I don’t wish to ignore the rest of your post, but I got caught here with something I don’t understand. You said that even if we can identify them uniquely by their position and momentum, it doesn’t follow that they are distinguishable. (If my paraphrase shows some misunderstanding, that is a good thing. Tell me about it. )
But I don’t understand this. If you’ve identified them uniquely by their position and momentum, then haven’t you ipso facto distinguished them, viz., by their position and momentum?
You can look at an individual particle (or intertwined collection of particles), but you can’t go away and come back to it later with certainty that you’re looking at the same particle; it might be another one whose position and momentum functions overlap the original one, and which is otherwise identical in all salient characteristics.

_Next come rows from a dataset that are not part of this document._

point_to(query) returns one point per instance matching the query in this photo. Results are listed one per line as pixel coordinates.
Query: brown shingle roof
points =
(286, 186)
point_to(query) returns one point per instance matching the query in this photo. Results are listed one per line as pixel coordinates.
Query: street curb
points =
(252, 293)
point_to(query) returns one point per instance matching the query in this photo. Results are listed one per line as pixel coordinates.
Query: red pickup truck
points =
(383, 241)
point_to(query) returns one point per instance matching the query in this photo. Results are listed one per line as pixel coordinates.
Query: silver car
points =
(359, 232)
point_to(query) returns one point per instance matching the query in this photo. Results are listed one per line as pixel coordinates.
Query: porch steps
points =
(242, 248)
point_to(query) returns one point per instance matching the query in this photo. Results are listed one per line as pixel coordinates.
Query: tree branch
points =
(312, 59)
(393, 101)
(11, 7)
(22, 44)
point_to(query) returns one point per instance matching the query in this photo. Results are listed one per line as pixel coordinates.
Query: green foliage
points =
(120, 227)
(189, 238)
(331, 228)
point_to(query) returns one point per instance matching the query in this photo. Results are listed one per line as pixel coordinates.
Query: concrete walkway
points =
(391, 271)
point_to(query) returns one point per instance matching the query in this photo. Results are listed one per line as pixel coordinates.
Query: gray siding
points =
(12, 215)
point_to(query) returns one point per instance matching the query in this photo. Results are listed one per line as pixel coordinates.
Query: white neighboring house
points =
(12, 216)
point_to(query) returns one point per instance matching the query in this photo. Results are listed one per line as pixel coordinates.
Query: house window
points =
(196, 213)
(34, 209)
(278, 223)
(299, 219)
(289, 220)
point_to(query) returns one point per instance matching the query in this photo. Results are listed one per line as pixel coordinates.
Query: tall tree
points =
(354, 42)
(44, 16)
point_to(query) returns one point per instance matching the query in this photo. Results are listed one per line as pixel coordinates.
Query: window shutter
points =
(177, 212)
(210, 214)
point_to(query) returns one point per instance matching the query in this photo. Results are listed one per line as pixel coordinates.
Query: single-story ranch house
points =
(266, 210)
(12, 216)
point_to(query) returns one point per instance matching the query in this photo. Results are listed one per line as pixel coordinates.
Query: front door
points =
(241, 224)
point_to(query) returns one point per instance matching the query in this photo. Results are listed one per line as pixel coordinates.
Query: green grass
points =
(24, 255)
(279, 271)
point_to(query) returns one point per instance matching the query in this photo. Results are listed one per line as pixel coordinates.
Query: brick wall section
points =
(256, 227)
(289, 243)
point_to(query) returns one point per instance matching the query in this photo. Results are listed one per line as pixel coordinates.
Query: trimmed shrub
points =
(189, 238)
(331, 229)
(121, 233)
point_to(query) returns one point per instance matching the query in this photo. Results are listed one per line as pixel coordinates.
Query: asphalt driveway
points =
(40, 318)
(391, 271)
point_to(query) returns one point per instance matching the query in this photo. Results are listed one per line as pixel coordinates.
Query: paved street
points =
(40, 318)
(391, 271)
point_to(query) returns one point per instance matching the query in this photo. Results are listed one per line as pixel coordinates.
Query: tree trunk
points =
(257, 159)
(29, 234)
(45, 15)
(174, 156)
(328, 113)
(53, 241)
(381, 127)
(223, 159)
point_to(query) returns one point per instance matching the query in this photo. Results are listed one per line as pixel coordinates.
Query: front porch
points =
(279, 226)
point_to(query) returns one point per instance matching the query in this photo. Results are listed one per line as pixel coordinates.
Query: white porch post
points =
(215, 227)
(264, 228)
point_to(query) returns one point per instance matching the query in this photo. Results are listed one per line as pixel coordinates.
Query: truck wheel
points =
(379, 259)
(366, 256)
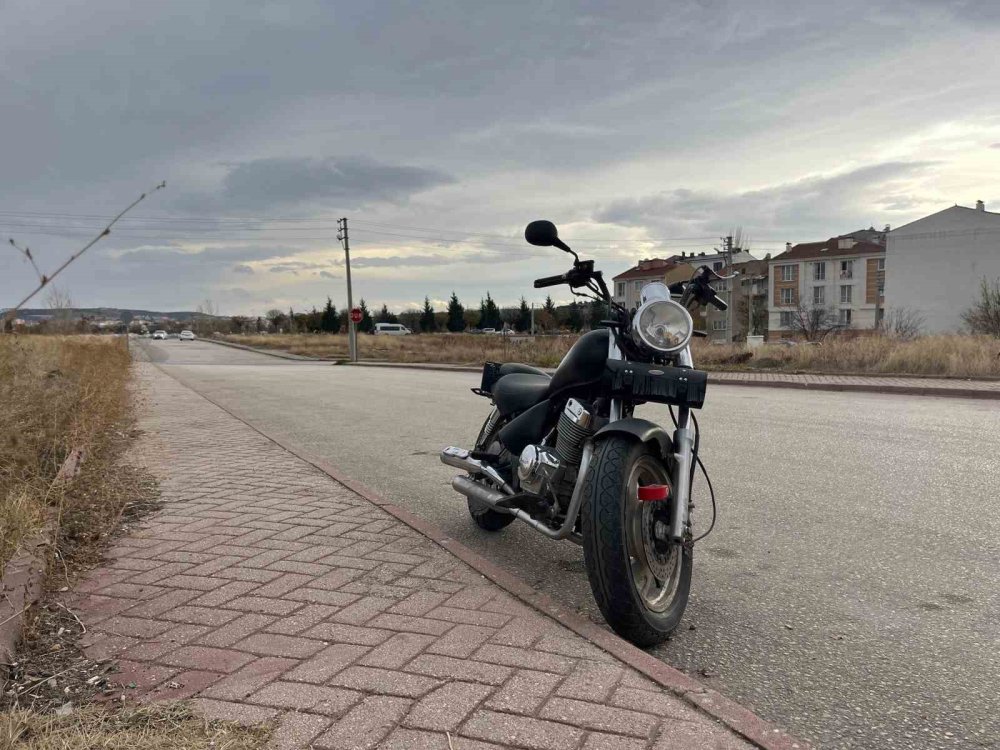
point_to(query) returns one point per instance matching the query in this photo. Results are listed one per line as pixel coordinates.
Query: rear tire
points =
(485, 517)
(640, 585)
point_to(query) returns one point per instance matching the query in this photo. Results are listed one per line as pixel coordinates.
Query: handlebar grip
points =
(550, 281)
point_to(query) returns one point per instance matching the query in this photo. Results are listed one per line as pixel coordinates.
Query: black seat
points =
(519, 391)
(516, 367)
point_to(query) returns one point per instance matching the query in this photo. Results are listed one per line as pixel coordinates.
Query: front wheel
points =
(641, 584)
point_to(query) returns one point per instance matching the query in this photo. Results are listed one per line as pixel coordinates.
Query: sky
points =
(441, 128)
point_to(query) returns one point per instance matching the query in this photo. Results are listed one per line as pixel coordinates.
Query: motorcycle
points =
(566, 454)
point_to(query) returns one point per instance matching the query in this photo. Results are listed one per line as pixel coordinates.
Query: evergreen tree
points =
(367, 325)
(550, 306)
(575, 318)
(427, 323)
(523, 322)
(330, 320)
(456, 314)
(598, 312)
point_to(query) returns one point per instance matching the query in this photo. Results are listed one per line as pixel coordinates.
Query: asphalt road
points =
(849, 591)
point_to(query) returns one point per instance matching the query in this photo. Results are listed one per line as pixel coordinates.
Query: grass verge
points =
(946, 356)
(149, 727)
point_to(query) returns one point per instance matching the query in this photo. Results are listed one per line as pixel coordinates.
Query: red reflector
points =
(653, 492)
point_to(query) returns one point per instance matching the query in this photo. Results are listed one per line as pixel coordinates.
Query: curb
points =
(731, 714)
(20, 588)
(897, 390)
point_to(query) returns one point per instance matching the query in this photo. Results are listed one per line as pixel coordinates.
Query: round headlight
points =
(662, 324)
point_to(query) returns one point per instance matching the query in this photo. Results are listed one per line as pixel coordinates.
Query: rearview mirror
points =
(544, 234)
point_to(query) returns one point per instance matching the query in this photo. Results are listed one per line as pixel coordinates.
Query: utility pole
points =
(352, 331)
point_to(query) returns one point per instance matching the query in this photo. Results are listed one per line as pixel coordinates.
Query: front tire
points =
(641, 584)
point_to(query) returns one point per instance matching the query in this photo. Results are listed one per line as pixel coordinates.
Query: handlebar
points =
(550, 281)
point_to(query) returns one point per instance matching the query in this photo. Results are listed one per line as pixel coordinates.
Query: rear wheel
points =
(485, 517)
(641, 584)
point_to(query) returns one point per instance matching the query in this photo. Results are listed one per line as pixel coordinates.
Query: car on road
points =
(391, 329)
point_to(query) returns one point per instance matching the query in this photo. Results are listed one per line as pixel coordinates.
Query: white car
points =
(391, 329)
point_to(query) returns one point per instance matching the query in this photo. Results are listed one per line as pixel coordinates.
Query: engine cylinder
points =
(572, 432)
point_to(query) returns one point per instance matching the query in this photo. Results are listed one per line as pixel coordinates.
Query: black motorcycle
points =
(566, 455)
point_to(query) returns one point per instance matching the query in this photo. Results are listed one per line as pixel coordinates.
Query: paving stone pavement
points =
(265, 590)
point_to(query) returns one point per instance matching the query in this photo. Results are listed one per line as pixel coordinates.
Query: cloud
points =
(792, 206)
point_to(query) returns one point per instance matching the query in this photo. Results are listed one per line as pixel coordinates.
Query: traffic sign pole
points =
(352, 330)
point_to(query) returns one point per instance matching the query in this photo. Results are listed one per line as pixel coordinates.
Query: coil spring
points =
(570, 438)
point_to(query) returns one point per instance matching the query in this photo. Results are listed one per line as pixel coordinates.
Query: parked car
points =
(391, 329)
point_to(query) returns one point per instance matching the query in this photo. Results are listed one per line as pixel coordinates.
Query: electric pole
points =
(352, 332)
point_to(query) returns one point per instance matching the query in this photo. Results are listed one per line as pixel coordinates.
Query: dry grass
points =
(950, 356)
(150, 727)
(56, 393)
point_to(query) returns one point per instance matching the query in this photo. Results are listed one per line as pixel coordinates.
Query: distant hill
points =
(112, 313)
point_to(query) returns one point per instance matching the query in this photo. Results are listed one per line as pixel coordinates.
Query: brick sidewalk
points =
(267, 590)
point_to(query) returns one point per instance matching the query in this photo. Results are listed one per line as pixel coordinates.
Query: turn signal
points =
(653, 493)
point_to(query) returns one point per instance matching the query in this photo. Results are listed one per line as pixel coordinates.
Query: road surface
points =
(849, 591)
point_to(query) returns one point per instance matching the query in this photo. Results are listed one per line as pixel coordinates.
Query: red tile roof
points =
(828, 249)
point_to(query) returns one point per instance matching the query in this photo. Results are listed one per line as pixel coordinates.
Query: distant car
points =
(391, 329)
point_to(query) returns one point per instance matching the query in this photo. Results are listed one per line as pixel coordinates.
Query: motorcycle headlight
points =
(660, 323)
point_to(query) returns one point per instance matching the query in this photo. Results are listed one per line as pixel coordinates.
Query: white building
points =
(936, 264)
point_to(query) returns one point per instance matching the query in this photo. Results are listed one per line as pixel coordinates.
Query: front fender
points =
(642, 430)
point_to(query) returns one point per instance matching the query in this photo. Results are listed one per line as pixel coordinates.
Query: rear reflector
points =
(654, 492)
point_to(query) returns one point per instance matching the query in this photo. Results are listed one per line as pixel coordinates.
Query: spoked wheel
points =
(641, 583)
(485, 517)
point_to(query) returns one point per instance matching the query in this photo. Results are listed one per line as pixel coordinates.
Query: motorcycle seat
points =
(519, 391)
(510, 368)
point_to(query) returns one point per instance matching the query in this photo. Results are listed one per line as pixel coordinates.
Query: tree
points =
(427, 323)
(984, 315)
(330, 321)
(575, 318)
(598, 312)
(523, 322)
(384, 316)
(456, 314)
(367, 325)
(489, 313)
(902, 323)
(815, 322)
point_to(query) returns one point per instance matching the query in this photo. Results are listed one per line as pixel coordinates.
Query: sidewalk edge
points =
(736, 717)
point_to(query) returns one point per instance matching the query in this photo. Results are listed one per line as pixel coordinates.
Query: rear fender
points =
(641, 430)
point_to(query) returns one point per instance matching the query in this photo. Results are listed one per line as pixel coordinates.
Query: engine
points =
(546, 470)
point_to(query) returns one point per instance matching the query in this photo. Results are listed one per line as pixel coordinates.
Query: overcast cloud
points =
(440, 129)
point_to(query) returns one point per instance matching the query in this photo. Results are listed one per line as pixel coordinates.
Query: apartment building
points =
(841, 279)
(938, 262)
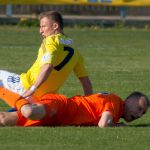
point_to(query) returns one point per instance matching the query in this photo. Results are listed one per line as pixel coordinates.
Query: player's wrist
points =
(33, 88)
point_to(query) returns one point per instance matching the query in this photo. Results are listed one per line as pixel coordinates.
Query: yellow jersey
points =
(58, 51)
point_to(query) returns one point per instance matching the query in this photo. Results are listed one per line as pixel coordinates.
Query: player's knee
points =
(27, 111)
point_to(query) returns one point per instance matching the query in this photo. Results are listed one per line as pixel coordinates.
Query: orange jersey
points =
(78, 110)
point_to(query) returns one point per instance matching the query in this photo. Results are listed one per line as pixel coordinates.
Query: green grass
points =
(118, 60)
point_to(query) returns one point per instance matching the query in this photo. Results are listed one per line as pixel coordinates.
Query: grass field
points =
(118, 60)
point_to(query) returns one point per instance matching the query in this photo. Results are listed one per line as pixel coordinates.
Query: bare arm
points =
(106, 120)
(86, 84)
(43, 75)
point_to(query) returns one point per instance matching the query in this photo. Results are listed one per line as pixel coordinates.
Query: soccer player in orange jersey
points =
(101, 109)
(56, 60)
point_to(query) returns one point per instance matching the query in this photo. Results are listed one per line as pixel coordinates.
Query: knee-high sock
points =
(12, 99)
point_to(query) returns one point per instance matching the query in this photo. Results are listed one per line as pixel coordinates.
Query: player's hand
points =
(27, 93)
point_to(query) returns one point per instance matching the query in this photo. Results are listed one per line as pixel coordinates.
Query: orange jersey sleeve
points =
(78, 110)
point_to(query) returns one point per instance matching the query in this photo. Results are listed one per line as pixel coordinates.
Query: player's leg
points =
(8, 118)
(34, 111)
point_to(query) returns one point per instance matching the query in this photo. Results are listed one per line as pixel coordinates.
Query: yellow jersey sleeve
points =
(48, 50)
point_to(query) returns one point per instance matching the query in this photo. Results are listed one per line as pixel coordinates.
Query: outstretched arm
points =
(106, 120)
(43, 75)
(86, 84)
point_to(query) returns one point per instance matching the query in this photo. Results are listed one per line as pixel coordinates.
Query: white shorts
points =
(11, 81)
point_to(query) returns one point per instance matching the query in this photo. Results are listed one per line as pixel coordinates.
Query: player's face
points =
(135, 111)
(47, 27)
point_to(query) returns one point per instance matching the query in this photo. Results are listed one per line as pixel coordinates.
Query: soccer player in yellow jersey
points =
(55, 61)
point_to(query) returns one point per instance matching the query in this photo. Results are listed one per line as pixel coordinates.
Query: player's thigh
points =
(8, 118)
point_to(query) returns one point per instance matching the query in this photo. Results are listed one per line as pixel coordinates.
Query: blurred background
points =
(106, 13)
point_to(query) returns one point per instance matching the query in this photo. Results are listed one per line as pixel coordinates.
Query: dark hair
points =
(138, 95)
(53, 15)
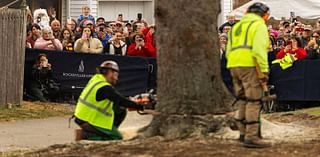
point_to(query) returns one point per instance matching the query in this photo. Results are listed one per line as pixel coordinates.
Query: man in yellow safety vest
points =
(246, 58)
(100, 108)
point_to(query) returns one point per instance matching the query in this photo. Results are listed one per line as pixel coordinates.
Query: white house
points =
(109, 9)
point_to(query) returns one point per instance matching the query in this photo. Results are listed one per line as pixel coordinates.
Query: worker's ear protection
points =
(266, 16)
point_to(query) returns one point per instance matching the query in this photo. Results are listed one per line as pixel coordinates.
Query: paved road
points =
(45, 132)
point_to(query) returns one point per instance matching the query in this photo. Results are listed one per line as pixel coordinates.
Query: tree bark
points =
(190, 89)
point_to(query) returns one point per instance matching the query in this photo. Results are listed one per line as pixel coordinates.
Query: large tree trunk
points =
(190, 89)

This may not seem terribly significant until you realize that it causes problems in figuring out whether the system is deterministic or not; if you can’t distinguish individuals, you can’t establish whether a particle was where you found it because you predicted it to be there, or because another completely identical particle happened to be where you expected one.
To put it another way: Suppose I have two pool balls, the cue and the 8. They roll towards each other, collide in a satisfying “bonk”, and roll off in two new directions. In this collision, I can say things like “the ball that came from the north went off to the east”, since a cue ball is distinguishable from an 8 ball. But if I do the same thing with electrons, I can’t say that the electron which came from the north ended up going off to the east. Maybe it was the one from the south. In fact, both of these possible processes appear to contribute equally to the final outcome.